A major feature in recent times has been the increased diversity of migrants who have come to Tasmania from Asian, African and South American countries. This became possible after the White Australia policy was abolished in 1973.
The majority of migrants still come from Western Europe and New Zealand but everyone faces the same selection criteria. They must be sponsored by a family member, fill existing skill shortages, or be part of a humanitarian program. In 2012, 1,099 migrants arrived, with roughly one third in each of these categories. Living in Tasmania is particularly challenging for refugees who do not speak English, may have little formal education, must compete in a very tight labour market, and lose friends and relatives to mainland cities.
The extended Eden family in Hobart, 2005
Multiplier effect – the Eden family
Audrey Eden met her linguist husband Robert just after the War when both were working for the League of Nations in Berlin. Robert was looking for better employment opportunities when in 1957 they sailed to Australia with their daughters as £10 Poms. Audrey’s nephew, Chris, was the first relative to follow, arriving in 1964 after an adventurous overland trip. At intervals over the following 44 years his mother, two sisters, a nephew and a niece immigrated with their families.
Joseph Massima teaching in the refugee camp
Joseph Massima – the value of education
War forced Joseph’s parents to flee from South Sudan to Uganda on two occasions. The second time, when Joseph was 15, they had to live in a refugee camp. Joseph studied hard and was able to attend a Ugandan high school before becoming a volunteer primary teacher in the camp. Life beyond the camp was a futile dream until an older brother who had escaped to Kenya, sponsored Joseph to join him in Hobart. Joseph and his wife are now qualified teachers’ aides and have four children.
Paw Htoo and her son in a Thai refugee camp
Paw Htoo – hope for her son’s future
Paw Htoo’s family fled to Thailand when Burmese militia killed Karen people and burnt their villages. They were sent to one of Thailand’s refugee camps where an estimated 140,000 Karen now live. Thinking of their young son’s future, Paw Htoo and her husband accepted a United Nations’ offer to resettle their extended family. Her parents stayed, hoping they can one day return home. Paw Htoo likes Hobart’s small size and does not want to follow her sister and other Karen to mainland cities.

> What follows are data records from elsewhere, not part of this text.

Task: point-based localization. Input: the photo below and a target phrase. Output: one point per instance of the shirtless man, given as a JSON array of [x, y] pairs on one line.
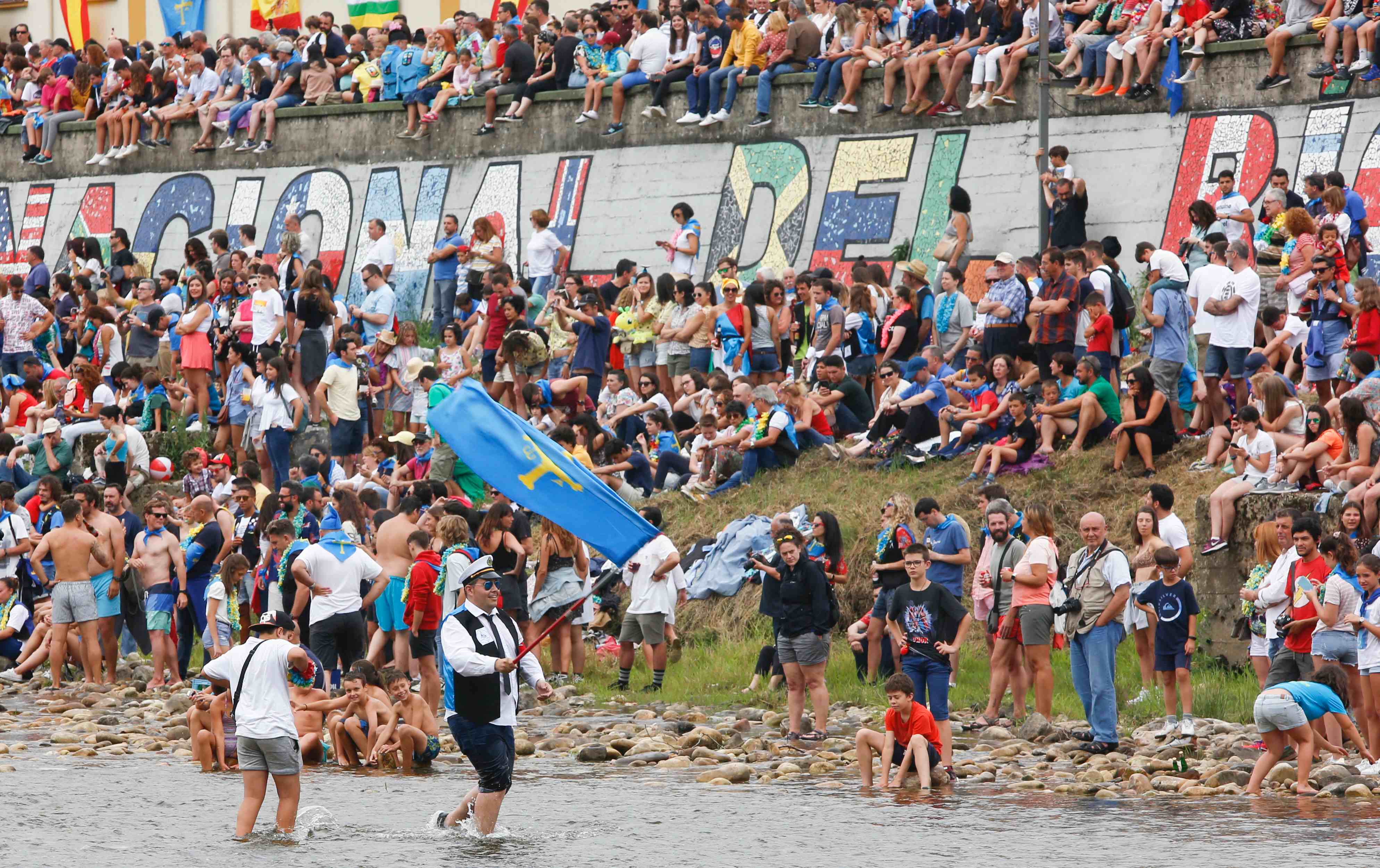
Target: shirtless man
[[74, 599], [308, 722], [111, 532], [395, 559], [155, 562], [417, 737]]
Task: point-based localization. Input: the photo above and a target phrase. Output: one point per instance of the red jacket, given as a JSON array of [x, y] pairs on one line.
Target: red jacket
[[421, 591]]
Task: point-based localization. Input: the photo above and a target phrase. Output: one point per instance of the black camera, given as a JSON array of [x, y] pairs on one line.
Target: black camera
[[1070, 608]]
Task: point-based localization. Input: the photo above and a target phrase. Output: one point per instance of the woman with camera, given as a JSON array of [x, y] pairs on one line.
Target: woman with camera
[[804, 630]]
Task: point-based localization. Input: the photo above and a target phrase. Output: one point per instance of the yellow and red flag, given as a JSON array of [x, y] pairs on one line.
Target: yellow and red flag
[[276, 14], [79, 23]]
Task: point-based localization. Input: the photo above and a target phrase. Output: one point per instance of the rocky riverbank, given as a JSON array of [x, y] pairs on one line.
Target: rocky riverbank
[[718, 747]]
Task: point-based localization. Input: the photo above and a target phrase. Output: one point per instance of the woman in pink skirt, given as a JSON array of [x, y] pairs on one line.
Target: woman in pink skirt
[[196, 347]]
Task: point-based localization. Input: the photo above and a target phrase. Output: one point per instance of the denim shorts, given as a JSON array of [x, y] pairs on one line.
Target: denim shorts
[[1277, 712], [1336, 646]]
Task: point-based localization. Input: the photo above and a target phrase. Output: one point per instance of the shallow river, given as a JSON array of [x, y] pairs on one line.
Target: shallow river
[[158, 811]]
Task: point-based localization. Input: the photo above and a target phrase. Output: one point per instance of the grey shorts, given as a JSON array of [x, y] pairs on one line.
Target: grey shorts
[[805, 651], [649, 627], [1338, 646], [74, 602], [1273, 712], [678, 365], [281, 756], [1037, 624], [1165, 375]]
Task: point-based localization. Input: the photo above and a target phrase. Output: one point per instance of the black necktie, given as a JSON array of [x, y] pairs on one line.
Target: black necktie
[[499, 644]]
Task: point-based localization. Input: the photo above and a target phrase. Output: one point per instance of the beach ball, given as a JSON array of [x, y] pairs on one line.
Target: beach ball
[[161, 468]]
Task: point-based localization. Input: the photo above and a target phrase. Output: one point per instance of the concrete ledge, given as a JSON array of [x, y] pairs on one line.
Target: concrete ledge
[[334, 134]]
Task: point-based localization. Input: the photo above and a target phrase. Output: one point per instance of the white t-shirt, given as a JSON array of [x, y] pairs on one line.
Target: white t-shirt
[[1172, 532], [543, 250], [266, 307], [216, 591], [1168, 266], [263, 707], [651, 52], [1205, 283], [1262, 445], [648, 595], [341, 577], [1238, 327], [1227, 206], [382, 253], [278, 410]]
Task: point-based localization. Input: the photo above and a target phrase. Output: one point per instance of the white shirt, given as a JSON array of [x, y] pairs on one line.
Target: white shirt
[[1274, 593], [1172, 532], [648, 595], [543, 249], [1227, 206], [1238, 327], [1262, 445], [18, 617], [341, 577], [459, 648], [278, 409], [263, 707], [651, 52], [266, 307], [1168, 266], [382, 253]]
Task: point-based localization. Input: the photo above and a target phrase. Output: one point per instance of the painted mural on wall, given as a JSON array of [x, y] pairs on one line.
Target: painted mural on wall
[[802, 203]]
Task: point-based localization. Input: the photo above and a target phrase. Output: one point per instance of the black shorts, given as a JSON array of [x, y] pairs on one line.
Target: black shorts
[[899, 756], [423, 645]]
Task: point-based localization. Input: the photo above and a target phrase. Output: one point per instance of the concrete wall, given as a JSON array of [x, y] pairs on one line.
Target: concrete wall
[[808, 191]]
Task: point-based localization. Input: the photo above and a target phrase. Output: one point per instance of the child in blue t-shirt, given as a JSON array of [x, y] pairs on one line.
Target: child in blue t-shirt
[[1172, 601]]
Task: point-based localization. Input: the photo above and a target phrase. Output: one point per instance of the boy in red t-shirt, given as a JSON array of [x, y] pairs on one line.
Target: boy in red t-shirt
[[1099, 334], [421, 613], [910, 729]]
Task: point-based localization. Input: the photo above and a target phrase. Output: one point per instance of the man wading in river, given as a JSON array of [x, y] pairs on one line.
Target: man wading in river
[[481, 648]]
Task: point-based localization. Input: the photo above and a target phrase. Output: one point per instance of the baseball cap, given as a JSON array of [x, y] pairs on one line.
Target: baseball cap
[[274, 620]]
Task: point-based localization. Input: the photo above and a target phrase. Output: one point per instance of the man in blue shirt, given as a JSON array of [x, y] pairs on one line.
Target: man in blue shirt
[[445, 267]]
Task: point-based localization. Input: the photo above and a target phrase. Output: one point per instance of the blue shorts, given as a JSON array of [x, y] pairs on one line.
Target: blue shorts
[[765, 362], [489, 749], [1226, 359], [388, 606], [106, 608], [929, 677], [348, 438], [1168, 663]]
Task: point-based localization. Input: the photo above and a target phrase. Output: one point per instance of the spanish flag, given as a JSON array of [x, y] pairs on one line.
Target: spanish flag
[[276, 14], [373, 13], [78, 21]]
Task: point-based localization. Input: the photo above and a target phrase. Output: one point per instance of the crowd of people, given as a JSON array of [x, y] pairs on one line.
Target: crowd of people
[[139, 92]]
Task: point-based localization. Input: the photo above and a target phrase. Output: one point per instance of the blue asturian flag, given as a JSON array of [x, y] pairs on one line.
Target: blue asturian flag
[[533, 471], [183, 16], [1166, 81]]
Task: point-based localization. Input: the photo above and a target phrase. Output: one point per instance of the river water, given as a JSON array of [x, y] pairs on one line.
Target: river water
[[150, 811]]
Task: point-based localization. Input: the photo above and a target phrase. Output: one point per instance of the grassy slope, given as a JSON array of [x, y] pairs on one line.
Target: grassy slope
[[724, 635]]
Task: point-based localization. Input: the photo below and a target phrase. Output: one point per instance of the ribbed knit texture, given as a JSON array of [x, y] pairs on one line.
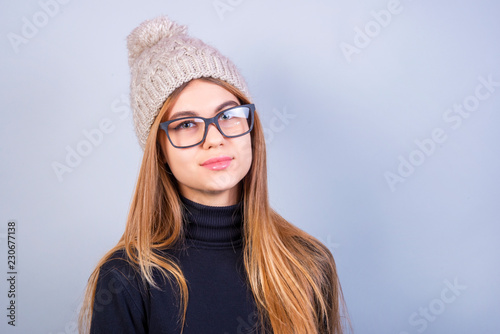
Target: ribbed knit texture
[[220, 301], [162, 57]]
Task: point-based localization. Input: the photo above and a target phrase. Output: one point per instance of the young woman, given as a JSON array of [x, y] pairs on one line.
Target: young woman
[[202, 251]]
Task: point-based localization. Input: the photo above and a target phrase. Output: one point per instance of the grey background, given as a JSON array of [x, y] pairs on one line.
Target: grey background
[[348, 123]]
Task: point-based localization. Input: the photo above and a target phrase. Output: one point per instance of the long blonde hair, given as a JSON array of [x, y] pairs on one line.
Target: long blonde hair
[[291, 274]]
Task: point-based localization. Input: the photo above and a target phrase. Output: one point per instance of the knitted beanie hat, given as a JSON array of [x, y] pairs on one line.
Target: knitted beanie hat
[[162, 57]]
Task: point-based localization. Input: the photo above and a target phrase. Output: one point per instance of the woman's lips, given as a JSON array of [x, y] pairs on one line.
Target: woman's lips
[[217, 163]]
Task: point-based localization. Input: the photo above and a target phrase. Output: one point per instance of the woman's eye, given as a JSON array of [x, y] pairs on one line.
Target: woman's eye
[[226, 116], [185, 125]]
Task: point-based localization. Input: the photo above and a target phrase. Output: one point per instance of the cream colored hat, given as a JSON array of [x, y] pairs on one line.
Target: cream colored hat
[[162, 57]]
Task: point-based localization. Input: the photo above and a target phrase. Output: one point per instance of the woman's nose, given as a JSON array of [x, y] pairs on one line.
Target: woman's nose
[[214, 137]]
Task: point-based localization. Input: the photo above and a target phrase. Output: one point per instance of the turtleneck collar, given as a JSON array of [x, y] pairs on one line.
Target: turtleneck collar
[[217, 226]]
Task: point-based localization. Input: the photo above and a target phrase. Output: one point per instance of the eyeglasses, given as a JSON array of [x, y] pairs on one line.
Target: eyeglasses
[[190, 131]]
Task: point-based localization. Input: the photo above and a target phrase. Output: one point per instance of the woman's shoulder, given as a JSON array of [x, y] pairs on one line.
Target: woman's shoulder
[[118, 269]]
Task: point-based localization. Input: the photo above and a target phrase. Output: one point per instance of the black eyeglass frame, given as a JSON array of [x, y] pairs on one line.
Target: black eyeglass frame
[[208, 121]]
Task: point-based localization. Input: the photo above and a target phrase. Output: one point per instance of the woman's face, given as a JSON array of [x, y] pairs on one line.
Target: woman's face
[[216, 184]]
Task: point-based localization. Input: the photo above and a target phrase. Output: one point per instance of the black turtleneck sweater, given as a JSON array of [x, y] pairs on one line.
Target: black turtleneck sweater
[[211, 260]]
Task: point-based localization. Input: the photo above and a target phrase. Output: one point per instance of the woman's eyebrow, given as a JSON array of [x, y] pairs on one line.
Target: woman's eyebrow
[[220, 107], [230, 103], [180, 114]]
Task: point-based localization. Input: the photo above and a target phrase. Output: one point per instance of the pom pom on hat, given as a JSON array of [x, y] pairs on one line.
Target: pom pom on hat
[[149, 33], [162, 57]]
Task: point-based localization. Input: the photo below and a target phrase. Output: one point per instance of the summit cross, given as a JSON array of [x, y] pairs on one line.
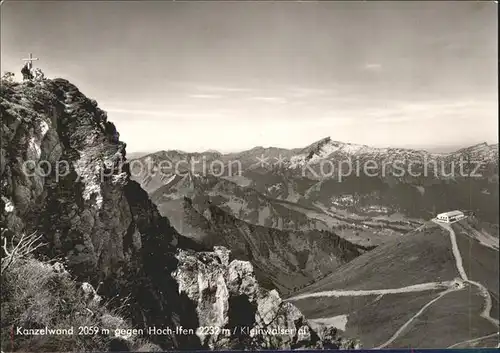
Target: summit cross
[[30, 61]]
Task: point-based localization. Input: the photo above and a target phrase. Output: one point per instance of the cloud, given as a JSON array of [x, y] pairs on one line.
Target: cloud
[[373, 67], [166, 113], [205, 96], [269, 99], [211, 88]]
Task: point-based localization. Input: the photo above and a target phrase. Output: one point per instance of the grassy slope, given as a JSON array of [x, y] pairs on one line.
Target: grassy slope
[[421, 256], [452, 319]]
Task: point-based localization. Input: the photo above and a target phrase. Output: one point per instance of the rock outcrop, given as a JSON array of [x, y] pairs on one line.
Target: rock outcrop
[[64, 175]]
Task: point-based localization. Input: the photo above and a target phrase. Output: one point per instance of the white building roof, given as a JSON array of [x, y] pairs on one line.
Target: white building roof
[[451, 213]]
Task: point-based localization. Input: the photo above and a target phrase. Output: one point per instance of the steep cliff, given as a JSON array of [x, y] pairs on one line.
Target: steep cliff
[[64, 175]]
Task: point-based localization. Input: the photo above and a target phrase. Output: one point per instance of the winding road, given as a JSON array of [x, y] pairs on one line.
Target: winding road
[[449, 286]]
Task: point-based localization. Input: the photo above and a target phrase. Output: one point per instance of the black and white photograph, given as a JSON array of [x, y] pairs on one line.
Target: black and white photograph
[[249, 175]]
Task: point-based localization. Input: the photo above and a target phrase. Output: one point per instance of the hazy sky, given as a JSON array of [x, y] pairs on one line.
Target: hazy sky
[[234, 75]]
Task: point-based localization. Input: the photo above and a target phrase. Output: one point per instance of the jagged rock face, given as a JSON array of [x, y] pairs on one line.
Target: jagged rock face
[[235, 310], [63, 175]]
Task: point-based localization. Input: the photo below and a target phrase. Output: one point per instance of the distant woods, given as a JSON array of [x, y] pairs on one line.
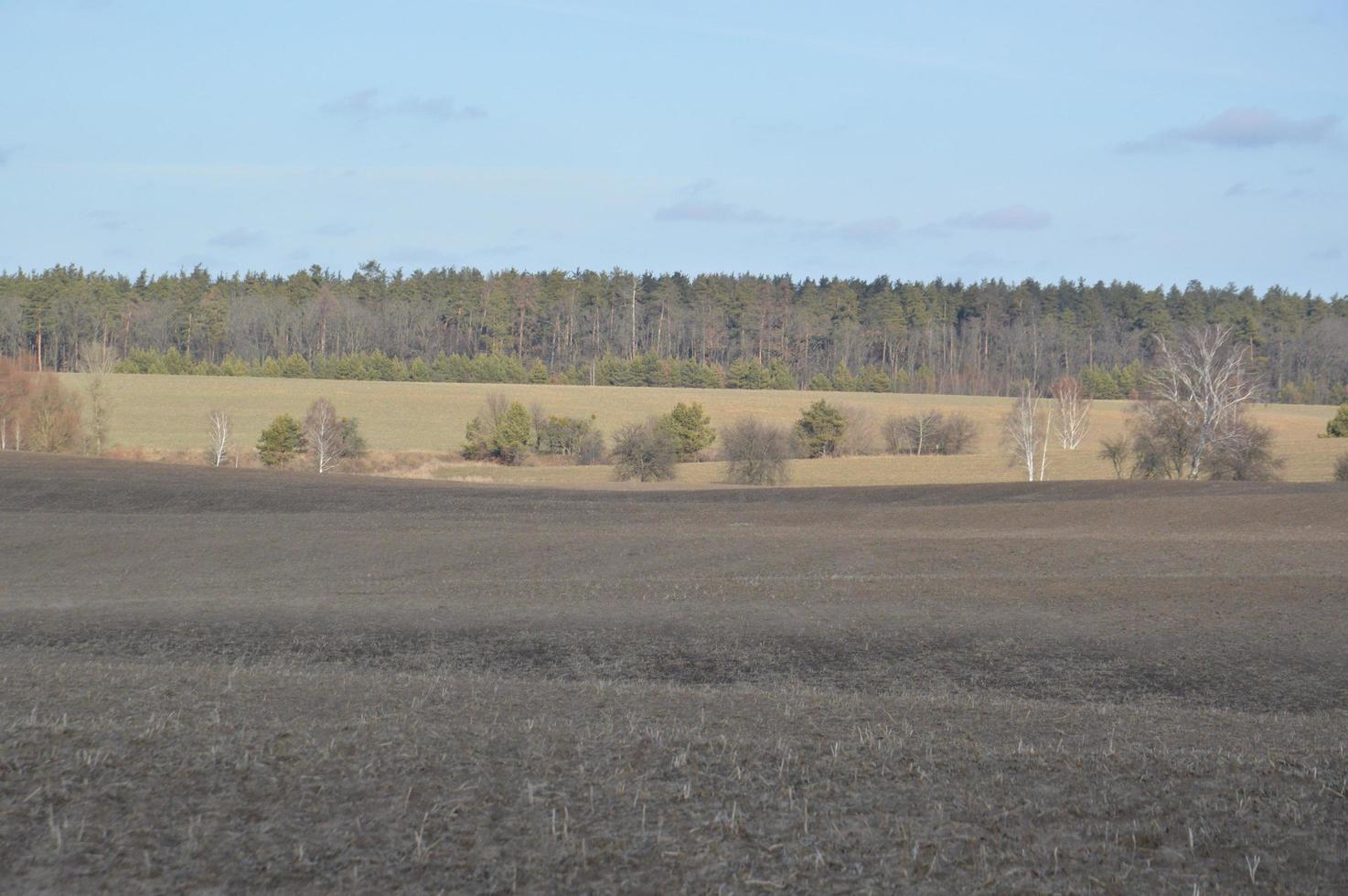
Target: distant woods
[[619, 327]]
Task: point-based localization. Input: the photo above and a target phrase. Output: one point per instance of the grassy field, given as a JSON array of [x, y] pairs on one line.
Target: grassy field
[[168, 414], [251, 680]]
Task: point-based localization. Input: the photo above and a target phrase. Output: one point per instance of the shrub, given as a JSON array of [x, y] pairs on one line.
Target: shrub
[[819, 383], [958, 435], [929, 432], [690, 429], [819, 430], [281, 443], [859, 432], [353, 443], [561, 434], [645, 452], [756, 453], [51, 417], [1117, 452], [1246, 454], [1337, 427], [591, 449], [502, 432]]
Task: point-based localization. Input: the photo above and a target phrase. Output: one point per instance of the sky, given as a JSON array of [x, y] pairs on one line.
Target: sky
[[1149, 142]]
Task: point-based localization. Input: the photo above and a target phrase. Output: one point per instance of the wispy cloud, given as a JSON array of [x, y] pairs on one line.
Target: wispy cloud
[[107, 219], [882, 230], [1010, 218], [1240, 128], [714, 212], [238, 238], [369, 104]]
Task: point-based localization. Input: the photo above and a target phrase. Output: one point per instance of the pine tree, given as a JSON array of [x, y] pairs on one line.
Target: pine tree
[[281, 443], [819, 429], [690, 429]]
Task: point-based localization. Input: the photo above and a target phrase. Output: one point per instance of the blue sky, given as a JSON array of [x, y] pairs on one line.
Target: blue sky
[[1155, 142]]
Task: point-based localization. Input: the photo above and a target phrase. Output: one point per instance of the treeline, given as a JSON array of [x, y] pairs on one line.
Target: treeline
[[642, 329]]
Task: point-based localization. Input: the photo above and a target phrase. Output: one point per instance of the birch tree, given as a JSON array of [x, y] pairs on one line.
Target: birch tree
[[221, 438], [1026, 432], [1203, 378], [97, 360], [1074, 411], [920, 427], [324, 432]]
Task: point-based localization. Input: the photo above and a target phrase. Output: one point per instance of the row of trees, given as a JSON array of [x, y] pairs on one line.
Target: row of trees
[[324, 438], [630, 329], [39, 414], [508, 432]]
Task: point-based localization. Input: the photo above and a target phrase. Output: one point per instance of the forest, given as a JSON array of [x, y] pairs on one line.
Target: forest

Escape over the Mekong River – a Hmong tapestry
The Hmong in Tasmania
Vue Thaow had a scholarship to study in Hobart when his family and other Hmong fled over the Meekong River to escape persecution from Communists. He sponsored extended family members until there were over 600 Hmong in Hobart in the 1980s. But by then many were leaving their market gardens and colourful stalls at Salamanca Market, for Queensland and better job opportunities. Now only a few remain in Tasmania.